3.5. Custom Refined Types
In this section we’ll create a custom validator to check whether a person is tall, of average height, or short:
scala> case class Person(name: String, height: Double)
class Person
We start by defining Person that takes a name and height of type String and Double, respectively. Next, we define the different height categories:
scala> case class Tall()
class Tall
scala> case class Average()
class Average
scala> case class Short()
class Short
The final step is to define instances of Validate, a special Refined type class for Person:
scala> import eu.timepit.refined.api.Validate
import eu.timepit.refined.api.Validate
scala> implicit val tallValidate: Validate.Plain[Person, Tall] = Validate.fromPredicate(p => p.height >= 6.0, p => s"(${p.name} is tall)", Tall())

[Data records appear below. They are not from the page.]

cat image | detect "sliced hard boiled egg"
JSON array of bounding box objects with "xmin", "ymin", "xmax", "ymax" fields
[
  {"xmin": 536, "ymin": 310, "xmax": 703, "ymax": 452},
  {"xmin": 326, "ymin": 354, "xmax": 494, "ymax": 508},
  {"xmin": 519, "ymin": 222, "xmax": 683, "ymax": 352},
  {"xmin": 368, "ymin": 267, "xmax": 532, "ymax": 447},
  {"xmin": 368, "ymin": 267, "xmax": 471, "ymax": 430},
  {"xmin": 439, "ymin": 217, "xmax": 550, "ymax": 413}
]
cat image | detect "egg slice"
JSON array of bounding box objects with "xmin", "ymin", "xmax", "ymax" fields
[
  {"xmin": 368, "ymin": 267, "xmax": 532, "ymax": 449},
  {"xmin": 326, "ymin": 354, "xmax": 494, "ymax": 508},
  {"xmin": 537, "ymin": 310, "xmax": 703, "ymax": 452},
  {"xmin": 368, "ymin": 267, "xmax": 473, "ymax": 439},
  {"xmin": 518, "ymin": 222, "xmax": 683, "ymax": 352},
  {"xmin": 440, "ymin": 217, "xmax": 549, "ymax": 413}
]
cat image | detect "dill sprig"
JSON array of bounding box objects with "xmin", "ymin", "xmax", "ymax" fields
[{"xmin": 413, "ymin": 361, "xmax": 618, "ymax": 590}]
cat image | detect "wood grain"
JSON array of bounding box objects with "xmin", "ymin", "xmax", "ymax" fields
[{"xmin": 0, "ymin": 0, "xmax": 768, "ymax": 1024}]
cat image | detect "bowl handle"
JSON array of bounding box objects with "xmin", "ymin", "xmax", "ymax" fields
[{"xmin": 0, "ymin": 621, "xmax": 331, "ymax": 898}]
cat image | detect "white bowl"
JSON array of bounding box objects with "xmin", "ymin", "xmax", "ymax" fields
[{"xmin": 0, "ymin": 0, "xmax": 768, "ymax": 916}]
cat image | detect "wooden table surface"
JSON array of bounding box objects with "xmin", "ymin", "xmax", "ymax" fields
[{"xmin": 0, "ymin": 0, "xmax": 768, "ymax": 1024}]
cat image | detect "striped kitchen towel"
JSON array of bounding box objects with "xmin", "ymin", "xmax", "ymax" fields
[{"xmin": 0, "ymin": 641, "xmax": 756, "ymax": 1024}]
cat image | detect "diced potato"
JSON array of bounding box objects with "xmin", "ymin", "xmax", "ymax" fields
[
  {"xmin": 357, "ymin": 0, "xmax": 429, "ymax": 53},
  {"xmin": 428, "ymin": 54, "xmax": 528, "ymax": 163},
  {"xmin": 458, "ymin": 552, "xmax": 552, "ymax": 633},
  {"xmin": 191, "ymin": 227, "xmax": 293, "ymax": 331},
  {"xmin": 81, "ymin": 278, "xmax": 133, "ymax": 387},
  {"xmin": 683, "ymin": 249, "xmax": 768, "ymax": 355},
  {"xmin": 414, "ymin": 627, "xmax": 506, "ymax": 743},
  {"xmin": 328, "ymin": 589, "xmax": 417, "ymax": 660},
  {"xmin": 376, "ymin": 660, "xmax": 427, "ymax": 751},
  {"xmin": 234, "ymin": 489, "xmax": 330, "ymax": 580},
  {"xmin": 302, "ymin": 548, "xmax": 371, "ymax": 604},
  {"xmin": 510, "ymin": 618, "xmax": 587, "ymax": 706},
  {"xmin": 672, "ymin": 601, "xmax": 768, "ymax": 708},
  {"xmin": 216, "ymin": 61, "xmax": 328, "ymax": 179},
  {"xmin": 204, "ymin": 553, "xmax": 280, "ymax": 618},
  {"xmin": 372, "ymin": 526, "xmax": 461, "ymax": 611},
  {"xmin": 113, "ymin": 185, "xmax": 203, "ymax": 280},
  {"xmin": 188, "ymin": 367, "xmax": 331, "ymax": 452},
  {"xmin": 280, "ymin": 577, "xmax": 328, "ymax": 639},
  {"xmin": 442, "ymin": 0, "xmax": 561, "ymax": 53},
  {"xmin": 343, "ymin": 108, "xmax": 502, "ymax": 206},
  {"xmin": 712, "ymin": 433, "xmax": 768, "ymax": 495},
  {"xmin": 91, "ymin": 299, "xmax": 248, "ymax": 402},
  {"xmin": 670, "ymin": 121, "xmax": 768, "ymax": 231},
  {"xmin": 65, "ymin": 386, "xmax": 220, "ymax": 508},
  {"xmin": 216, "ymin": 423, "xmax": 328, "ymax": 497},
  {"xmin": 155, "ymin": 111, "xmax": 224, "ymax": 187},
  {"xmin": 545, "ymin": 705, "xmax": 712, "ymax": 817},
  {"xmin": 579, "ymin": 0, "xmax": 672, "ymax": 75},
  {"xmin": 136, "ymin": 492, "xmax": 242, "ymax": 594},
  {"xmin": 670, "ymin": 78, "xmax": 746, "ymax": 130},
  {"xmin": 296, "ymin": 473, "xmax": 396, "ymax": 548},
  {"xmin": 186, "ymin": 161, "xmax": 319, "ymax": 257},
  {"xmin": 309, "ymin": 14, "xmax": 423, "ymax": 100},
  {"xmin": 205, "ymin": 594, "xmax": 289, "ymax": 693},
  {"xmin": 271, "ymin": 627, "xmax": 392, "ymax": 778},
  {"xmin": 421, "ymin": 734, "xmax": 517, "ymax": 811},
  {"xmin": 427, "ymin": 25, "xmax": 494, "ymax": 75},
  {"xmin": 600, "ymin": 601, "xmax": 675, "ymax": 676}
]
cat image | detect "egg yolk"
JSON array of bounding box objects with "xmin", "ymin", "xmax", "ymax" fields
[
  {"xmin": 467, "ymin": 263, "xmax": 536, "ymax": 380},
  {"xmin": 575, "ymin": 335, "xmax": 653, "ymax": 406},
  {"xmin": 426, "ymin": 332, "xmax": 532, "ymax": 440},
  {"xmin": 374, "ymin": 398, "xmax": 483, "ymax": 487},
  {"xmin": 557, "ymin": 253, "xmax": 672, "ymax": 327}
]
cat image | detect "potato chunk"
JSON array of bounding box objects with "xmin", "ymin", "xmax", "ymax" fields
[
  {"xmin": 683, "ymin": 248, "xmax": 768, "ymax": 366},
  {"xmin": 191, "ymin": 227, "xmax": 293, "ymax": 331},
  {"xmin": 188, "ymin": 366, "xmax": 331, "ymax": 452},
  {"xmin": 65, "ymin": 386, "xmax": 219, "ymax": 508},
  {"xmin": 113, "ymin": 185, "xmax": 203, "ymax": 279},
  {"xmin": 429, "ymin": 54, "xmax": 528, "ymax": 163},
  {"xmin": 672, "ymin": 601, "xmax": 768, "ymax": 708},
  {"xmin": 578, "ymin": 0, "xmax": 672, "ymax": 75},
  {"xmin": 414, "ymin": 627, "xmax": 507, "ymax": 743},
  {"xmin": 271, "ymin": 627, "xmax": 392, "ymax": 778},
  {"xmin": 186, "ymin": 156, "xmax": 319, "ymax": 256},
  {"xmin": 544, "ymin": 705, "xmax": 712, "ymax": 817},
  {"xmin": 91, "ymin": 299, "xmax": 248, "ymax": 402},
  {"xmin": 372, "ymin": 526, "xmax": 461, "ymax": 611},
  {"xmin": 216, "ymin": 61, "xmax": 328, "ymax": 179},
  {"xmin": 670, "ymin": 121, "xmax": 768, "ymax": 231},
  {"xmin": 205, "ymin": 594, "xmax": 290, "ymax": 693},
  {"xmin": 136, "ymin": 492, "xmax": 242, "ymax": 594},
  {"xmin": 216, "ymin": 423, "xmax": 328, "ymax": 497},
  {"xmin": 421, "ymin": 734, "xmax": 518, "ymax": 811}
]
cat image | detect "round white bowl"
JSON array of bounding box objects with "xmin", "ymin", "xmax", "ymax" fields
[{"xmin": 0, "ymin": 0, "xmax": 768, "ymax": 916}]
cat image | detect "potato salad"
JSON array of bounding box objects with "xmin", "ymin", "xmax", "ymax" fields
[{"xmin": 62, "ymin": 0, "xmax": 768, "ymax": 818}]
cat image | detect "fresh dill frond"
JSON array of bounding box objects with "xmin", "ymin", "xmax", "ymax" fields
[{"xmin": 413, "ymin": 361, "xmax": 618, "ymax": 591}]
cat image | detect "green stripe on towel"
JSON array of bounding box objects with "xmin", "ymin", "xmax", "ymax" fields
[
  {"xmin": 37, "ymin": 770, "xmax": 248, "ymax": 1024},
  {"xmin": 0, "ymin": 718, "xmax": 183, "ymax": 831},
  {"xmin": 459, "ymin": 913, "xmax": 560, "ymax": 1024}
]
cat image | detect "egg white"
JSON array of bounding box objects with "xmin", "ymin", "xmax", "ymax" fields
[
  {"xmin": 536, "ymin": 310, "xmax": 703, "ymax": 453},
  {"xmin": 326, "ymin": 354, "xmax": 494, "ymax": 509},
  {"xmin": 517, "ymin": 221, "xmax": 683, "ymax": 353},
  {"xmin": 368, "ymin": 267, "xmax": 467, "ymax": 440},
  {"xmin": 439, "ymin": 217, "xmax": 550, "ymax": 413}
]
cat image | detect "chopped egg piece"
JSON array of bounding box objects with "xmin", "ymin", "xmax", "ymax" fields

val tallValidate: eu.timepit.refined.api.Validate.Plain[Person,Tall] = eu.timepit.refined.api.Validate$$anon$3@490ec42a
scala> implicit val averageValidate: Validate.Plain[Person, Average] = Validate.fromPredicate(p => p.height >= 5.0 && p.height < 6.0, p => s"(${p.name} is average)", Average())
val averageValidate: eu.timepit.refined.api.Validate.Plain[Person,Average] = eu.timepit.refined.api.Validate$$anon$3@3c2c175
scala> implicit val shortValidate: Validate.Plain[Person, Short] = Validate.fromPredicate(p => p.height < 5.0, p => s"(${p.name} is short)", Short())
val shortValidate: eu.timepit.refined.api.Validate.Plain[Person,Short] = eu.timepit.refined.api.Validate$$anon$3@7bd177ce
We use the Validate.fromPredicate() which takes as the first parameter a function to check the height for a tall, average, and short person, this returns a boolean. Next, we have a function that returns the error message and finally, we pass the predicate class. Here’s how we’d use this:
scala> val tall = refineV[Tall](Person("Herbert", 5.5))
val tall: Either[String,eu.timepit.refined.api.Refined[Person,Tall]] = Left(Predicate failed: (Herbert is tall).)
scala> val average = refineV[Average](Person("Herbert", 5.5))
val average: Either[String,eu.timepit.refined.api.Refined[Person,Average]] = Right(Person(Herbert,5.5))
When we try to check if a Person is tall but has an average height, we get a Left showing failure, however, when we check Person against the Average class, we receive a Right(Person(Herbert,5.5)).
4. Conclusion
In this article, we’ve learned how to refine various Scala types such as Int, String, Char, and collections.
Refined is a very good library for data validation and has many predefined predicates for this purpose. It also comes with over 30 internal and external modules for working with different libraries such as refined-cats, refined-pureconfig, refined-scalacheck, circe-refined, doobie-refined, and play-refined to mention but a few.
As always, the code for this tutorial can be found over on GitHub.